Eserlerinin yola çıkış noktası
İnsanın kendi yarattığı dünya çok karmaşık. Evrende ise bizim zaman algılamamıza göre bir düzenlilik görülüyor. Bugünün sanatçıları dünya üzerindeki bu kaosun içinden birşeyleri yansıtabilmeye çalışıyorlar. Ben ise bu karmaşadan kaçıp, daha düzenli görünen makro evrendeki galaksi ve gezegenlerin ya da mikro evrendeki parçacıkların devinimlerinin oluşturduğu uzamları ima eden görüntüler yakalamaya çalışıyorum. Bazen kendi bedenimiz içinde sıkışıp kalmış olma duygusu, varlığın anlamını bilemediğimiz, evrenin boyutlarını bile algılayamadığımız için olabilir. Gözlerimizin içindeki iki çukurdan dışarıya bakıp hep –olağan- 3 boyutlu şeyler görmekten bıkıyoruz belki de. Herşeyin gördüğümüz, daha doğrusu beynimiz ile algıladığımız kadar olmasından bunalıyoruz. Evreni ve varsa başka çizgilerle 2 boyutlu düzlemler üzerinde başka boyutların varlığını ima etmeye çalışıyorum. Yıllar önce özellikle Amerika’da başta Frank Stella olmak üzere pek çok sanatçı dört köşe tuval yerine değişik şekillerde çerçeveler yapmaya başlamışlardı. Ben de kilim dokuması ile kolaylıkla değişik şekilde tuvaller uygulayabiliyorum.
Bizde dokuma sanatı
Tekstil ‘dokuma’ sanatının ilk defa Türkiyede ortaya çıktığını çok az kimse bilir, hem de 12 bin yıl önce! Güneydoğu Anadolu’da Çayönü ve Körtiktepe’deki arkeolojik buluntulara göre Türkiye dokuma sanatının dünyada ilk defa ortaya çıkıp geliştiği bir bölge olmasına, özellikle kendine has dokuma türleri olan halı ve kilimin de en önemli merkezi sayılmasına rağmen, çağdaş dokuma sanatlarına yeni yeni ilgi gösterilmeye başlanmıştır. Ben halı ve kilimlerle döşenmiş evlerde doğup yetiştirildiğimiz için dokuma sanatlarına pek ilgi gösterilmiyor diye düşünüyorum.

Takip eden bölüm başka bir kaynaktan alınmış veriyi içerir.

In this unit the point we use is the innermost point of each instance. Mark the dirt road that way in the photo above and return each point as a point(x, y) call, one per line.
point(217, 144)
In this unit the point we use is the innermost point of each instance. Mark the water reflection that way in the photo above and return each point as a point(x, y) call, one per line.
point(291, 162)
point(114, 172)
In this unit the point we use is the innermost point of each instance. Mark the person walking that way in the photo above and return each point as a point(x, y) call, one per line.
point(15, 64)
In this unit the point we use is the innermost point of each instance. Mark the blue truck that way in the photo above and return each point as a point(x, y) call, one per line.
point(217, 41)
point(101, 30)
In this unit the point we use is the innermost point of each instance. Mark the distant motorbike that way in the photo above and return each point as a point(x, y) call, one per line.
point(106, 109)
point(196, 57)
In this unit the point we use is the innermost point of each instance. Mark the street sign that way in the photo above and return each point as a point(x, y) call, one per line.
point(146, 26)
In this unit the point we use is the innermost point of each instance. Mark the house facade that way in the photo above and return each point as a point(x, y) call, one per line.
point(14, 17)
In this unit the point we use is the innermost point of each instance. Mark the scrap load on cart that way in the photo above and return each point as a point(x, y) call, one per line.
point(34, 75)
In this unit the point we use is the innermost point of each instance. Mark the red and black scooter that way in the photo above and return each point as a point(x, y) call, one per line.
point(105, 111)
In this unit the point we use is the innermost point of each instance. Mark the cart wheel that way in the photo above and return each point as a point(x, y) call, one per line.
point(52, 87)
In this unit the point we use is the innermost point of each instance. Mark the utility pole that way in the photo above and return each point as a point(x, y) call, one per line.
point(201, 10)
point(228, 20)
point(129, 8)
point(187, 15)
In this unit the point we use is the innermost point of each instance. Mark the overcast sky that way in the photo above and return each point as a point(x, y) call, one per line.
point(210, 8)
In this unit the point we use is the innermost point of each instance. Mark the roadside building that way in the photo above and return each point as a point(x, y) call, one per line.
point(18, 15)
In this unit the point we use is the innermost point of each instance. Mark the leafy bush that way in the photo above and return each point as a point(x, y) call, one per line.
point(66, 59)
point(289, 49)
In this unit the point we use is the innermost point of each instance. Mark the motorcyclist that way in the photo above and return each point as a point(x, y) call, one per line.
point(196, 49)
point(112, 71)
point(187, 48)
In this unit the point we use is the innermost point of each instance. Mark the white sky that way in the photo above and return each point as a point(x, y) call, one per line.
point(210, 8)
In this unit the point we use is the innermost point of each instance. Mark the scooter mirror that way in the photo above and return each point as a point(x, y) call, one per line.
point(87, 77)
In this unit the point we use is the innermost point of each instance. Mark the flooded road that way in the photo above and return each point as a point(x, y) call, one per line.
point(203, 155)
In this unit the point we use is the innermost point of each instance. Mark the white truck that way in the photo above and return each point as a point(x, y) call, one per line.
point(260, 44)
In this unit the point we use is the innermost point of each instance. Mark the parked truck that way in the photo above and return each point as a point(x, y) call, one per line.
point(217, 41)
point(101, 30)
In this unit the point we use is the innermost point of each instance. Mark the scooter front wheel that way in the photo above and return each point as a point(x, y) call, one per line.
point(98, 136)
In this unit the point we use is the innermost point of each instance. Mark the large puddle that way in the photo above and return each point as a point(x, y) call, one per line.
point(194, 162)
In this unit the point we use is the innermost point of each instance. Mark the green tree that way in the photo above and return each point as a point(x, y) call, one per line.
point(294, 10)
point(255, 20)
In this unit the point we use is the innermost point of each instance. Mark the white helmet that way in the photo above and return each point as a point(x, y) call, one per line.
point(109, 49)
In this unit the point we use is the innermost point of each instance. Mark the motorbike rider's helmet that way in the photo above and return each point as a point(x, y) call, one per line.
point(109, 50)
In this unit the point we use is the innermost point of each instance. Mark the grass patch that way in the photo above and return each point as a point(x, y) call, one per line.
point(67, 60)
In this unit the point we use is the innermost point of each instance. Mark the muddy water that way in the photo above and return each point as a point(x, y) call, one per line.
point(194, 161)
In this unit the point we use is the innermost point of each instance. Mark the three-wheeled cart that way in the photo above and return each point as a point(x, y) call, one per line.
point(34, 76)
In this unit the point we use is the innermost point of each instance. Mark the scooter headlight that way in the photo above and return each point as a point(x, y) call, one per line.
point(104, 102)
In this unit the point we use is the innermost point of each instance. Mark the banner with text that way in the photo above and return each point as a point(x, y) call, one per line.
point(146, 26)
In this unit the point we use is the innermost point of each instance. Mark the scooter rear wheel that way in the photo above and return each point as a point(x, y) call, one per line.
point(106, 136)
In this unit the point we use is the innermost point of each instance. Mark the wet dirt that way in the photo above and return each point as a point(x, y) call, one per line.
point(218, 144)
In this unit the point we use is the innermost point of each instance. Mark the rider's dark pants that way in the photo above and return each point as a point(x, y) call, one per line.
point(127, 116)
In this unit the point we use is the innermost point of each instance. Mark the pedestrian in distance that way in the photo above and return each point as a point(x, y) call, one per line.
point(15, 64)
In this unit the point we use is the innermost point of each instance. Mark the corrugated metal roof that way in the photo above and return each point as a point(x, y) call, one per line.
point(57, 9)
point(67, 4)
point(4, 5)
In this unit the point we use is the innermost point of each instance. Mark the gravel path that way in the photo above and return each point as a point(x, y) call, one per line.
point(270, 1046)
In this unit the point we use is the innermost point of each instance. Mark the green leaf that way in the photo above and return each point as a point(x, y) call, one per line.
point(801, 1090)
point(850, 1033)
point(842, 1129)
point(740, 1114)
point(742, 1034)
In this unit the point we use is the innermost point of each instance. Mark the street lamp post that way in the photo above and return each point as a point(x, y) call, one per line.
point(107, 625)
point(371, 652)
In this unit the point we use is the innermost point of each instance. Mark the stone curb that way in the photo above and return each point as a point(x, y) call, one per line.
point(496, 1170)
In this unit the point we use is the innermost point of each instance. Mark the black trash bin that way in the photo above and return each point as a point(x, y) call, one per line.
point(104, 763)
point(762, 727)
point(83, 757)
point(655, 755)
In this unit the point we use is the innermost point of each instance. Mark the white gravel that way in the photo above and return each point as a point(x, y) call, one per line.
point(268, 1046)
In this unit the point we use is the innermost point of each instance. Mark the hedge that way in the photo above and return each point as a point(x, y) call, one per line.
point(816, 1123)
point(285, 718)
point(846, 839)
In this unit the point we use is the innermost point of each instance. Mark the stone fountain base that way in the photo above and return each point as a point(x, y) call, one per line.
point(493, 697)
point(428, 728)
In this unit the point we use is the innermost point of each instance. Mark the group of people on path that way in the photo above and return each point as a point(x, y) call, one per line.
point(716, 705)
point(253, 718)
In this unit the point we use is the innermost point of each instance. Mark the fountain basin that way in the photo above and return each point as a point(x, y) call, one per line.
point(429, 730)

Bazı üniversitelerin geleneksel sanatlar bölümlerinde halı ve kilim konusunda dersler veriliyor. Bu noktada 9 Eylül Üniversitesi’nden Fırat Neziroğlu’nu anmadan geçemeyeceğim. Dokuma sanatının Türkiye’deki en önde gelen isimlerindendir ve yenileri de gelmektedir.

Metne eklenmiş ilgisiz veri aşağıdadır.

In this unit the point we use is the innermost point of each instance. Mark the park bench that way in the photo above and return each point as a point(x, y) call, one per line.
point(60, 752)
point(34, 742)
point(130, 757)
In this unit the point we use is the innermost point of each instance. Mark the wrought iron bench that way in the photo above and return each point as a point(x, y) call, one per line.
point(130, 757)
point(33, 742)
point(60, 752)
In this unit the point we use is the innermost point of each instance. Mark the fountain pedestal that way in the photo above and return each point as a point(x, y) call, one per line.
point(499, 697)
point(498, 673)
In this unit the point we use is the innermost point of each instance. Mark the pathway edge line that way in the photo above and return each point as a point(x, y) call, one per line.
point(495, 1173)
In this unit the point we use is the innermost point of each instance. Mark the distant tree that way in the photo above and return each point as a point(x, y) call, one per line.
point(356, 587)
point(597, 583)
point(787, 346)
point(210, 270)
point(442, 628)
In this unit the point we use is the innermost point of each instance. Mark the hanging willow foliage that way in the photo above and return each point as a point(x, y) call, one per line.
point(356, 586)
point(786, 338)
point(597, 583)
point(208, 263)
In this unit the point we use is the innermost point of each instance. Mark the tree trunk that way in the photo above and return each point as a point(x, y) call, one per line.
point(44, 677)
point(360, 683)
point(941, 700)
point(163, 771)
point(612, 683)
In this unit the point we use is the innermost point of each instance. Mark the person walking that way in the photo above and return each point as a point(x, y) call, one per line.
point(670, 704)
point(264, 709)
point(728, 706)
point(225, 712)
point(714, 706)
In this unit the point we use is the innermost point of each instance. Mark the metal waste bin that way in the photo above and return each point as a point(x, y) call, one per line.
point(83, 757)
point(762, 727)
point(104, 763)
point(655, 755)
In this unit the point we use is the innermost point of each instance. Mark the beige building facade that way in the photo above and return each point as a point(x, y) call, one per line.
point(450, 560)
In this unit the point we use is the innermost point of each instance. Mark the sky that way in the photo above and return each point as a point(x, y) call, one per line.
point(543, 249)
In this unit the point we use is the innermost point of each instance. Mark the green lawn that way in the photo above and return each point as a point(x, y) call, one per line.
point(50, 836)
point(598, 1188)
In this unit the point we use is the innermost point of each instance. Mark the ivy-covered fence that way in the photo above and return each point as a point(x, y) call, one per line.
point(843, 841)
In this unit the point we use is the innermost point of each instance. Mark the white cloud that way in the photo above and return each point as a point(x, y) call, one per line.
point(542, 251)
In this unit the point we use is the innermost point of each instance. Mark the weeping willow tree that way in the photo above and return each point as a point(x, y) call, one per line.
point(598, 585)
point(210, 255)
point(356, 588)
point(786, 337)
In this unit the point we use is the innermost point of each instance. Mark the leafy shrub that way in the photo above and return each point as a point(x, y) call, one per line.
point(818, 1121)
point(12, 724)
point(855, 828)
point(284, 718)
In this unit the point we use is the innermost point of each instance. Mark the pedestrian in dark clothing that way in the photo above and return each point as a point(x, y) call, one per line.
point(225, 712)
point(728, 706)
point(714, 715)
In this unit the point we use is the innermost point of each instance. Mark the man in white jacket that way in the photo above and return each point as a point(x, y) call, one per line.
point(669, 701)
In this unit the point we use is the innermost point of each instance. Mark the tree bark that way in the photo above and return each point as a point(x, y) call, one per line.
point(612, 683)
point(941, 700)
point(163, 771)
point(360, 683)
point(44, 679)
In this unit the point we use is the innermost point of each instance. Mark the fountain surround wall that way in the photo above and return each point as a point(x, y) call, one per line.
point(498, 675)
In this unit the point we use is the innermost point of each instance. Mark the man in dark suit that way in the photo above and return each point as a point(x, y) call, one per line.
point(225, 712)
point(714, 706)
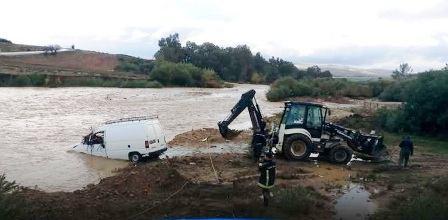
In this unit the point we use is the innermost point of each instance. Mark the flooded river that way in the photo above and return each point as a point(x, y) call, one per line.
point(40, 125)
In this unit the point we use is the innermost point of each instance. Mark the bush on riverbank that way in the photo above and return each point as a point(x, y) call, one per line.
point(135, 65)
point(184, 74)
point(42, 80)
point(425, 108)
point(11, 204)
point(289, 87)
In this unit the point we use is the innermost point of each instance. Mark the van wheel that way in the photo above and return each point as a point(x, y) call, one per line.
point(341, 155)
point(135, 157)
point(297, 147)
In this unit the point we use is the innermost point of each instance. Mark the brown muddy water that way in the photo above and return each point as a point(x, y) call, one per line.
point(40, 125)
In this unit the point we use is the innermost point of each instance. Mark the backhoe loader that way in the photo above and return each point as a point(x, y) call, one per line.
point(303, 130)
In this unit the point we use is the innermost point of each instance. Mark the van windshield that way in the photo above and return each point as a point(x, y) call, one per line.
point(94, 138)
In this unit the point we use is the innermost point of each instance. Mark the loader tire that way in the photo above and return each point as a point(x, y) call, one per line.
point(297, 147)
point(135, 157)
point(340, 154)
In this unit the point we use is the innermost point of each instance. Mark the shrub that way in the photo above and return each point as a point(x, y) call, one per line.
point(11, 204)
point(135, 65)
point(296, 200)
point(425, 108)
point(2, 40)
point(183, 74)
point(289, 87)
point(21, 80)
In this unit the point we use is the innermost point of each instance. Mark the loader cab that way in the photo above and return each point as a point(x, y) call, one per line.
point(304, 115)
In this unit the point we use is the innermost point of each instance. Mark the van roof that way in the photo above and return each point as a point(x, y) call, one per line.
point(139, 118)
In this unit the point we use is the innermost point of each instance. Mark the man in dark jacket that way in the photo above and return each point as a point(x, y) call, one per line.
point(407, 149)
point(267, 176)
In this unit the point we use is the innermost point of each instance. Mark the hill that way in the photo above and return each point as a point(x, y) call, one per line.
point(11, 47)
point(349, 71)
point(64, 63)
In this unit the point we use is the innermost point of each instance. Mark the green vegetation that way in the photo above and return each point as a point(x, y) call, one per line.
point(184, 74)
point(42, 80)
point(296, 200)
point(135, 65)
point(424, 143)
point(2, 40)
point(425, 109)
point(289, 87)
point(234, 64)
point(429, 202)
point(11, 204)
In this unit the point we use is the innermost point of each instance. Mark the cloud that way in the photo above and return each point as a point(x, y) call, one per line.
point(437, 11)
point(352, 32)
point(388, 57)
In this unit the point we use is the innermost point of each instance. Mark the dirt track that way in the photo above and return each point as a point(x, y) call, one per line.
point(224, 185)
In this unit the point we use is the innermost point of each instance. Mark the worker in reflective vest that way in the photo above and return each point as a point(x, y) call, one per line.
point(267, 175)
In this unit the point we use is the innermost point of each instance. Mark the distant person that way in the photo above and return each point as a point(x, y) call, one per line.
point(267, 176)
point(407, 149)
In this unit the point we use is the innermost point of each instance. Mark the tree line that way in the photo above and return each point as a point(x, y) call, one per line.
point(233, 64)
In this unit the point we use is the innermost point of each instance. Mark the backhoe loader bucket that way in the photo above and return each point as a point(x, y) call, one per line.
point(226, 132)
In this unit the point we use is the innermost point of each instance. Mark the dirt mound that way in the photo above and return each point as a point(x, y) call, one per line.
point(205, 137)
point(174, 187)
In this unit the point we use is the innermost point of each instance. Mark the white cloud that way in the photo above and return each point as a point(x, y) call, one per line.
point(293, 29)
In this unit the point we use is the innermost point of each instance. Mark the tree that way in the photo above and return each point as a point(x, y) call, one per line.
point(446, 67)
point(2, 40)
point(402, 72)
point(52, 49)
point(171, 49)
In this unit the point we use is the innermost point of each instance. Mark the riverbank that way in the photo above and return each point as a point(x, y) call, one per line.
point(224, 185)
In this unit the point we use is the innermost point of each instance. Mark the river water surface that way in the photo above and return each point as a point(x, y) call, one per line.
point(40, 125)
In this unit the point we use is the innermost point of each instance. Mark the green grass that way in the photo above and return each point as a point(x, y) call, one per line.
point(428, 202)
point(296, 200)
point(422, 143)
point(11, 204)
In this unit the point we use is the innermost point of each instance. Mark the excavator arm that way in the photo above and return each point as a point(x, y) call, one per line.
point(247, 101)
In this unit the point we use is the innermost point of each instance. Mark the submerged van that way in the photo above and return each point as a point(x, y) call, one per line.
point(126, 139)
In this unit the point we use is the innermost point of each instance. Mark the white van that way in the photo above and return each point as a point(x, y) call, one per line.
point(125, 139)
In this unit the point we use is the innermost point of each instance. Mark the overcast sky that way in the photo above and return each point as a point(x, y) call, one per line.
point(361, 33)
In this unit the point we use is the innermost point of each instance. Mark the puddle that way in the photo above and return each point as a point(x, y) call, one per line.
point(354, 203)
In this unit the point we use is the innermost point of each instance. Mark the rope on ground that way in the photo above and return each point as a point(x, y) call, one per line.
point(211, 161)
point(213, 167)
point(156, 205)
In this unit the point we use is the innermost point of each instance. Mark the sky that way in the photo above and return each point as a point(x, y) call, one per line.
point(359, 33)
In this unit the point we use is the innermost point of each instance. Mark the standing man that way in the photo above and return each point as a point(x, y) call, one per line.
point(407, 149)
point(267, 176)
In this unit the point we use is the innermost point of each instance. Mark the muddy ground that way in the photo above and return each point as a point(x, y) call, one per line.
point(207, 137)
point(224, 185)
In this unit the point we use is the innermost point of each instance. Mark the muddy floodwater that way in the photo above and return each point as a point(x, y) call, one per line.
point(40, 125)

Geleneksel sanat dallarının modernleştirilmesi için önemli çalışmalar yapan Koleksiyon firmasının yaratıcı ve çalışkan sahibi Faruk Malhan Bodrum Yalıkavak’ta kurduğu Tasarım Vakfı’nın Bodrum Yalıkavak’taki merkezinde geçen yıl kumaş dokuma, takı, seramik, mozaik cam… gibi değişik konuların el sanatları atölyeleri ile kurslar düzenlenmekte idi. Ben de geçen yaz bir hafta çağdaş kilim konusunda verdiğim dersler sırasında gençlerin bu konuda ne kadar istekli ve yaratıcı olduklarını gördüm.